The petition filed last week falls under a federal statute that allows prisoners to challenge the outcomes of their trials or courts martial. Maher said a new trial would allow Bales to enter a plea of not guilty by reason of insanity.

"We are not saying Bob Bales is innocent. He killed 16, including women and children," Maher said, "but he deserves a fair trial."

Dr. Remington Nevin, a former Army infectious disease specialist who now heads The Quinism Foundation, a nonprofit that supports research and advocates for patients sickened by mefloquine and related drugs, said in a sworn statement he believes Bales experienced "adverse psychiatric effects as a direct result of his very likely exposure to mefloquine" during a deployment to Iraq in 2003.

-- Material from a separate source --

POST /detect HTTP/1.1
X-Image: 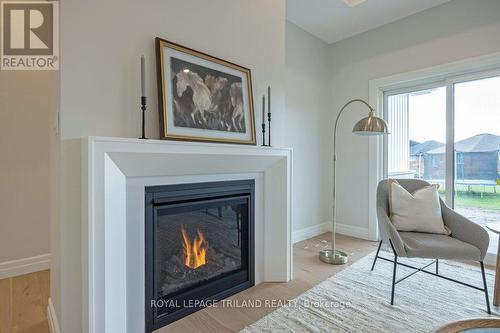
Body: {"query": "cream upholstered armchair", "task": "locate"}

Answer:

Nevin argued that although the medication is not documented in Bales' medical records, it was commonplace for the Army not to record the weekly medication. Bales, in his opinion, was laboring under symptoms of psychosis, including visual hallucinations -- the lights -- and 'bizarre, persecutory delusions' before the murders.

"Given my opinion that Staff Sgt. Bales was very likely involuntary intoxicated from mefloquine, substantial issues are raised about his knowing entry into a plea of guilty without the benefit of expert medical evaluation," Nevin wrote.

Mayer has said if the civilian court system does not grant his client a new trial, he will seek executive clemency from President Donald Trump.

Last year, Retired Army Lt. Col. Jay Morse, who led the government's prosecution team in 2013, said during Bales' trial, no members of the defense team raised mefloquine as a factor in the massacre.